At least the cost of a resident tag and reduced travel make for a lesser expense than the rest of us would have. Could you hunt moose later yet this year?


----------



## knapper (Feb 5, 2010)

Yes I have a archery cow tag for the Fairbanks area that runs through to Nov. 27th. My son had never got a moose before so we went on that one for him to get one. His was an any bull tag for the area we were in. We had a great time and many laughs, it was nice to spend time with him out like that.


----------



## glenway (Mar 27, 2011)

Best of luck on your next adventure. It'll be that much better when the time comes.


----------



## knapper (Feb 5, 2010)

here are a few pictures of our camp and the airplane that took us in. The tent is on the biggest piece of level ground with a slight slope to it.


----------



## youngdon (Mar 10, 2010)

Great pics knapper!


----------



## glenway (Mar 27, 2011)

That's a small tent. Sleeping on the ground there had to be uncomfortable and a place where you could roll out of bed - and right into the drink.

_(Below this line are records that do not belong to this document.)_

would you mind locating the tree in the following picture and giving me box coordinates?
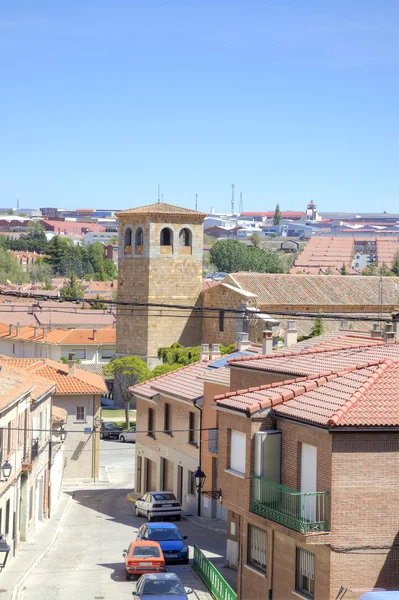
[209,239,284,273]
[340,263,348,275]
[310,317,324,338]
[273,204,281,225]
[91,294,107,310]
[391,252,399,276]
[60,356,81,365]
[103,357,152,426]
[0,248,26,283]
[157,342,236,365]
[250,232,262,247]
[60,273,85,300]
[28,260,53,283]
[362,262,378,276]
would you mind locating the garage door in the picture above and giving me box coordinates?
[146,459,157,492]
[162,458,174,492]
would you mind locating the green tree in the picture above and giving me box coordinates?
[157,342,235,365]
[310,317,325,337]
[209,239,284,273]
[60,273,85,300]
[0,248,26,283]
[250,232,262,247]
[28,259,53,283]
[391,252,399,276]
[273,204,281,225]
[340,263,348,275]
[362,262,378,276]
[103,357,152,426]
[42,277,53,290]
[91,294,107,310]
[60,356,81,365]
[150,364,182,378]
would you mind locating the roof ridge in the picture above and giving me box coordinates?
[327,359,396,426]
[227,338,389,365]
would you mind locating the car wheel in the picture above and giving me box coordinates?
[120,435,125,443]
[125,570,131,581]
[100,432,103,439]
[147,512,152,522]
[135,505,141,517]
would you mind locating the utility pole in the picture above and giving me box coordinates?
[231,184,235,214]
[239,192,243,214]
[158,185,160,203]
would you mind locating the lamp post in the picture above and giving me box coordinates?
[193,466,206,517]
[1,461,12,482]
[0,534,10,570]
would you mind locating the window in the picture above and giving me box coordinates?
[248,525,267,574]
[164,403,171,434]
[5,499,10,536]
[124,227,132,248]
[101,349,114,360]
[188,412,195,444]
[179,228,192,246]
[188,470,196,496]
[229,430,246,475]
[135,227,144,249]
[219,311,224,332]
[76,407,86,421]
[160,227,172,246]
[7,422,11,456]
[12,343,15,355]
[73,349,86,360]
[296,548,315,599]
[148,408,154,437]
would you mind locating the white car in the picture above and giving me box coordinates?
[119,427,136,443]
[135,491,182,521]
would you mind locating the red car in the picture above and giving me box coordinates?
[123,541,165,580]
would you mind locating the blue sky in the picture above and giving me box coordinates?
[1,1,398,213]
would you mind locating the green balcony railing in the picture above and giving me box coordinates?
[250,475,329,533]
[193,545,237,600]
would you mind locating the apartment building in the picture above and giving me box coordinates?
[212,334,399,599]
[0,324,116,364]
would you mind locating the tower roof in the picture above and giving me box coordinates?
[117,202,206,218]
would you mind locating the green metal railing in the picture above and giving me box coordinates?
[193,545,237,600]
[251,475,329,533]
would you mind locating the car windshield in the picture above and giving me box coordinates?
[141,579,185,595]
[129,427,136,432]
[152,493,176,502]
[148,527,182,541]
[133,546,160,558]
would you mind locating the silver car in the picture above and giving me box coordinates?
[119,426,136,443]
[135,491,182,521]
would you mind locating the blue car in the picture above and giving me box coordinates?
[136,522,189,564]
[133,573,193,599]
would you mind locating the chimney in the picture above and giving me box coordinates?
[93,329,97,341]
[16,322,21,336]
[68,352,76,376]
[262,330,273,355]
[34,326,38,337]
[237,332,251,352]
[284,320,297,347]
[371,323,382,338]
[200,344,209,362]
[8,324,13,336]
[383,322,395,343]
[340,319,350,330]
[210,344,221,360]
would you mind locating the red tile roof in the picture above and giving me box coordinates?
[42,220,106,233]
[130,362,210,401]
[0,324,116,345]
[117,202,206,218]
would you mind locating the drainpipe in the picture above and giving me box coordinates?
[193,399,203,517]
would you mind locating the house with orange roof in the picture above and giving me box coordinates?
[209,334,399,600]
[0,357,106,480]
[0,324,116,365]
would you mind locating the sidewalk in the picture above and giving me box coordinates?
[0,493,71,600]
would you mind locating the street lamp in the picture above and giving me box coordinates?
[60,428,67,443]
[1,461,12,482]
[193,466,206,492]
[0,534,10,570]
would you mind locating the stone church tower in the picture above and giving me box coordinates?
[116,202,206,366]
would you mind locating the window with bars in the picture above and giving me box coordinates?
[164,403,171,434]
[247,525,267,574]
[295,548,315,599]
[188,412,195,444]
[148,408,155,438]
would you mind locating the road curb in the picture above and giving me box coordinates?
[12,494,73,600]
[127,492,138,504]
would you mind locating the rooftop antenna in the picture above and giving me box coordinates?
[16,198,19,210]
[195,193,198,211]
[161,193,163,202]
[239,192,243,214]
[158,185,160,204]
[231,184,235,214]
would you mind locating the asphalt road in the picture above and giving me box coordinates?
[19,440,222,600]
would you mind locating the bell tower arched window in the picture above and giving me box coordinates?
[124,228,132,254]
[135,227,144,254]
[179,228,192,247]
[160,228,172,246]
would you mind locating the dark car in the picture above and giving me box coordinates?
[136,523,189,565]
[133,573,192,599]
[100,421,123,439]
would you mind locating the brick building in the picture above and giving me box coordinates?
[116,202,206,367]
[210,334,399,599]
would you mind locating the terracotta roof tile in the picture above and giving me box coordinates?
[131,362,210,401]
[117,202,206,218]
[0,324,116,345]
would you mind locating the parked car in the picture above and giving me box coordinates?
[100,421,123,439]
[119,426,136,443]
[132,573,192,598]
[135,491,182,521]
[136,523,189,564]
[123,540,165,580]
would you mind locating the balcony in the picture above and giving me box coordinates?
[250,475,329,533]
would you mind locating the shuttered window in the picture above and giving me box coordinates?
[295,548,315,599]
[248,525,267,574]
[230,430,246,475]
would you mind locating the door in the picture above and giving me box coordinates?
[162,458,173,492]
[215,459,228,521]
[146,459,157,492]
[300,444,317,522]
[177,466,183,505]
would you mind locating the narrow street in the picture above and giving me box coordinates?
[19,440,227,600]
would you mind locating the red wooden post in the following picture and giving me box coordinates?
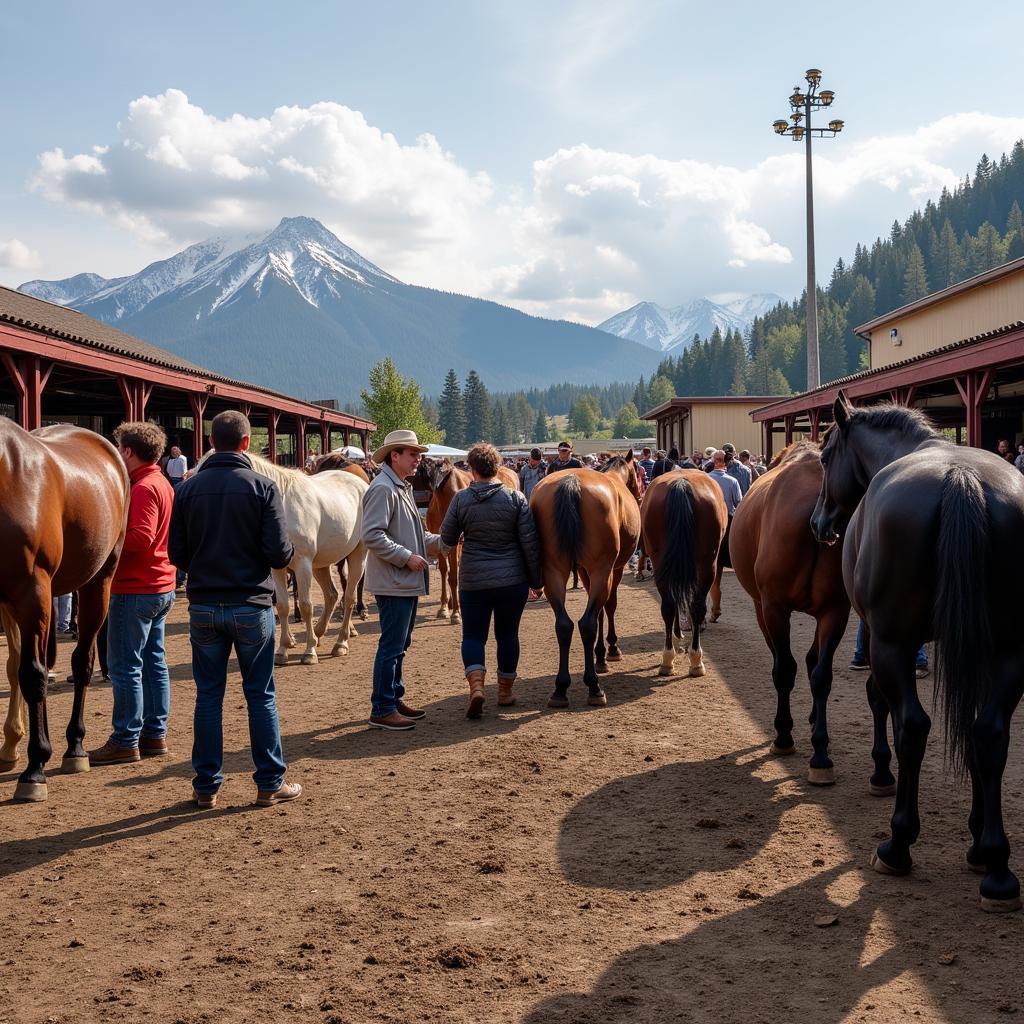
[296,417,306,467]
[954,369,993,448]
[784,415,795,446]
[137,382,153,420]
[319,420,329,452]
[239,401,252,419]
[189,393,209,464]
[116,376,136,420]
[268,410,280,464]
[2,351,28,427]
[763,420,774,462]
[809,407,822,441]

How did you pick such a site to land the plane and camp there?


----------



## SWAMPBUCK10PT (Apr 5, 2010)

*Thanks for sharing Bud Nice pic's*


----------



## knapper (Feb 5, 2010)

It was the only dry flat place that we had on the lake. I remembered it from last year when I was in there, it was better than I set the tent up last year. We slept with our heads up hill and kept sliding down hill some during the night. It is a small tent yes, and we had to keep the weight down flying in. The ground was not bad and did not have lumps.


----------



## C2C (Mar 17, 2012)

Good looking country , best of luck on your next trip ...

Sent from my SM-A520W using Tapatalk


----------



## knapper (Feb 5, 2010)

I have a cow tag that is for the Fairbanks area and is a bow only hunt.


----------



## SWAMPBUCK10PT (Apr 5, 2010)

*GOOD LUCK BUD---Hope you get your winters meat*


----------